In particular, Ssangyong were keen for us to have a wee preview of their latest big SUV, the Rexton, launching later this month. It’s an ordinary and handsome looking, solid, well-appointed, highly equipped, serenely smooth and quiet, full size SUV that comes with a 5 year warranty and at about £35,000, costs roughly the same as a 2-3 year old Discovery that could be ten minutes of remaining warranty away from a long list of replacement electronic parts.

It’ll tow 3.5 tonnes to the other end of the island and deliver you as fresh and relaxed as any other car. I was really impressed and once again found myself wondering what I should be driving.

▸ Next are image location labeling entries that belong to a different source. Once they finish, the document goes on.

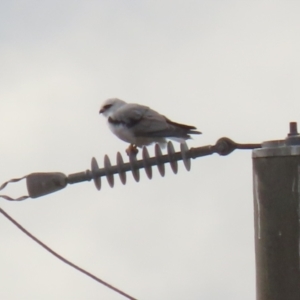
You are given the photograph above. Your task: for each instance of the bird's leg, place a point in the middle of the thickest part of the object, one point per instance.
(132, 150)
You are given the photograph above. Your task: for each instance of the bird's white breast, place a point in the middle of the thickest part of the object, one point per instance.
(122, 132)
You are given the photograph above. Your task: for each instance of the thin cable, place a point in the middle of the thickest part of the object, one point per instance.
(62, 258)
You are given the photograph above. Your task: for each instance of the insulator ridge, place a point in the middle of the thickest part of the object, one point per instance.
(135, 165)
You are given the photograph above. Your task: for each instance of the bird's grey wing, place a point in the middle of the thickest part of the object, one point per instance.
(145, 122)
(129, 115)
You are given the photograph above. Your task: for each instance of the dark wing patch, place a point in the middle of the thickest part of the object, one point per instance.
(130, 122)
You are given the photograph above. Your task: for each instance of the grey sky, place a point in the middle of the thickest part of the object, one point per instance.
(231, 68)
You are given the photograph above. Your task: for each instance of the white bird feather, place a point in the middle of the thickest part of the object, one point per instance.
(141, 126)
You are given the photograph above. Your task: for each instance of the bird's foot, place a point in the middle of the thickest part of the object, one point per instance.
(132, 150)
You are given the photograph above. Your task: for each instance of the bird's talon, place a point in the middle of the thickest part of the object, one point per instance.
(132, 150)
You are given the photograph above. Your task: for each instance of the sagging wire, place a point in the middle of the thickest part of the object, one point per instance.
(62, 258)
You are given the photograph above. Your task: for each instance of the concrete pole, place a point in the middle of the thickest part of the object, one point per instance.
(276, 176)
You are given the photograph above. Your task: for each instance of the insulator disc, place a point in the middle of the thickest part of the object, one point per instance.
(107, 167)
(160, 165)
(173, 163)
(184, 150)
(95, 167)
(147, 166)
(120, 163)
(135, 171)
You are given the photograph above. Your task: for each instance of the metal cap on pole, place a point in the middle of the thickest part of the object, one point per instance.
(276, 181)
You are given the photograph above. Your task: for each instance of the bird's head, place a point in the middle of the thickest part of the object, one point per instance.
(110, 106)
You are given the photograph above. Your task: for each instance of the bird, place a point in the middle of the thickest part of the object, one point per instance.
(140, 125)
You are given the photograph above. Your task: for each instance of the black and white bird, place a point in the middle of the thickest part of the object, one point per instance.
(141, 126)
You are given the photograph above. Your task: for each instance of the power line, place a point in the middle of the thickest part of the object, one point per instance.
(64, 259)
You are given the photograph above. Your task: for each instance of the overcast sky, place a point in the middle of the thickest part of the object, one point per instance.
(231, 68)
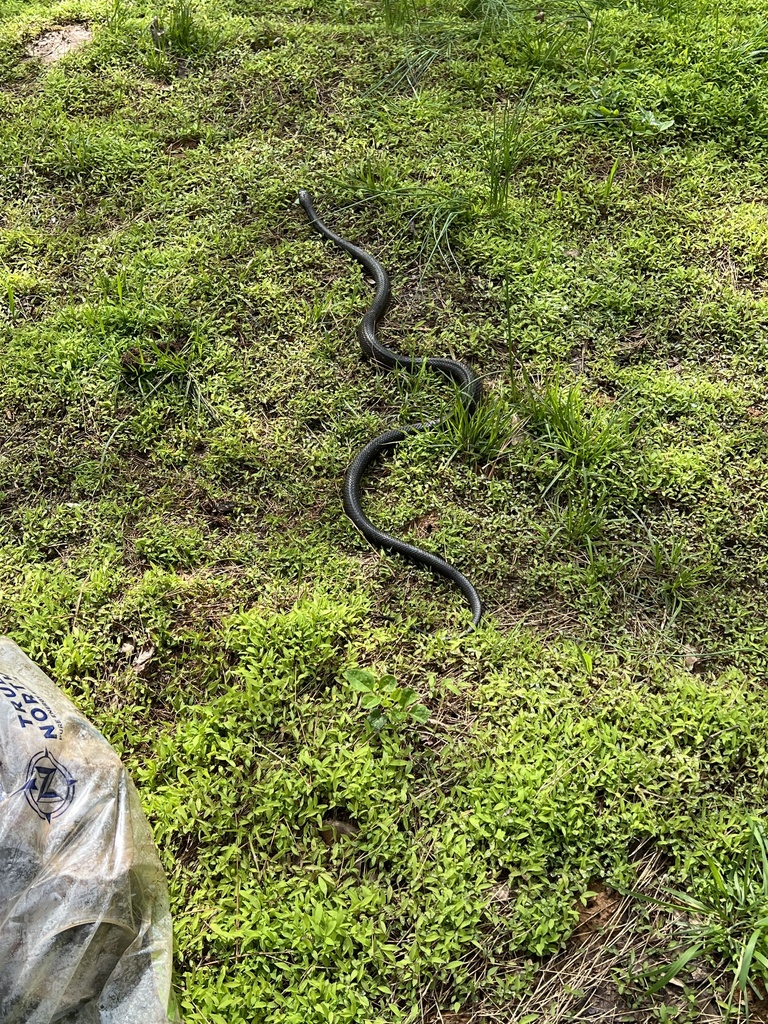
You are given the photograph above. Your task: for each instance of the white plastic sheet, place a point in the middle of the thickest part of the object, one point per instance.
(85, 930)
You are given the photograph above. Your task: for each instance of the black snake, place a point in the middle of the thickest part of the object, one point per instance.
(470, 391)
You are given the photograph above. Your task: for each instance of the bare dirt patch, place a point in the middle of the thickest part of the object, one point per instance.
(57, 42)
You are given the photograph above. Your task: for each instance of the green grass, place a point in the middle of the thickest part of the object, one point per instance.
(572, 200)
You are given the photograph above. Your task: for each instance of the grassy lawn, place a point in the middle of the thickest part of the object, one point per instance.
(573, 199)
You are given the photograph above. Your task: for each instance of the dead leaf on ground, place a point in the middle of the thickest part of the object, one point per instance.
(55, 43)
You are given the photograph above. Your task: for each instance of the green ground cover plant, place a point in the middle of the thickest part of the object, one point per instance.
(365, 814)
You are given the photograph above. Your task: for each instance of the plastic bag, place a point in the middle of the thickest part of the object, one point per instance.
(85, 929)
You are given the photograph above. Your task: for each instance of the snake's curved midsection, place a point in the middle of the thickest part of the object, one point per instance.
(470, 391)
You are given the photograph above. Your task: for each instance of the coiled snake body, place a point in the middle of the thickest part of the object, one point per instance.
(471, 391)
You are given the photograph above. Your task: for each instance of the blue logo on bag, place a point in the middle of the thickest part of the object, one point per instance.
(49, 787)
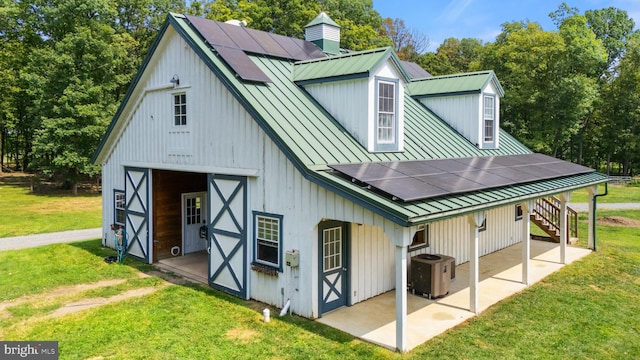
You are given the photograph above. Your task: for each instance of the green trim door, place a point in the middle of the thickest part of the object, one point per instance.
(333, 238)
(228, 234)
(137, 212)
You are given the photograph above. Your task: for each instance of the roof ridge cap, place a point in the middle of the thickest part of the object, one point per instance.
(344, 56)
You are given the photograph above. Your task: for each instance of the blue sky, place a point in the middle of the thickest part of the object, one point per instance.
(481, 19)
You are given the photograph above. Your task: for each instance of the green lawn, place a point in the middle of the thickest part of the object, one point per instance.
(47, 210)
(617, 194)
(589, 309)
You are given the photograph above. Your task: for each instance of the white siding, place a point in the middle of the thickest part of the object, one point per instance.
(322, 32)
(451, 237)
(352, 103)
(224, 136)
(347, 102)
(461, 112)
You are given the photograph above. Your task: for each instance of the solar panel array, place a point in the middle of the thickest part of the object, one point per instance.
(233, 43)
(423, 179)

After some reflection, I don’t think the answer is the new Ssangyong Rexton for me. The 2.2 litre engine is good, but it’s just not good enough. In the smaller Korando mid-size SUV it’s a hoot, but it’s just not enough in the Rexton.

I’m being very picky here, but my old Discovery 4, while no rocket ship, was good enough to get safely past that annoying one-speed driver when the chance arose.

The Volvo V90 Cross Country would do me very nicely. It drives well, is superbly put together and luxuriously appointed, is a design tour-de-force, does any off-road work I will ever need and is closer to a car than a truck, but it doesn’t have the towing capacity I need, so it’s not the one for me.

The Volvo XC90 appeals, but it also has a surprisingly low towing capacity and I have a heavy trailer even before I go and put a heavy old classic car in it.


I’m a bit lost and for the time being am settling for my ten year old Defender which, after a remap and an exhaust, has nearly enough grunt, looks cool, barely depreciates and can be fixed with either a hammer, a soldering iron or a tin of Hammerite. However, serene and relaxed, it is not, so my search goes on.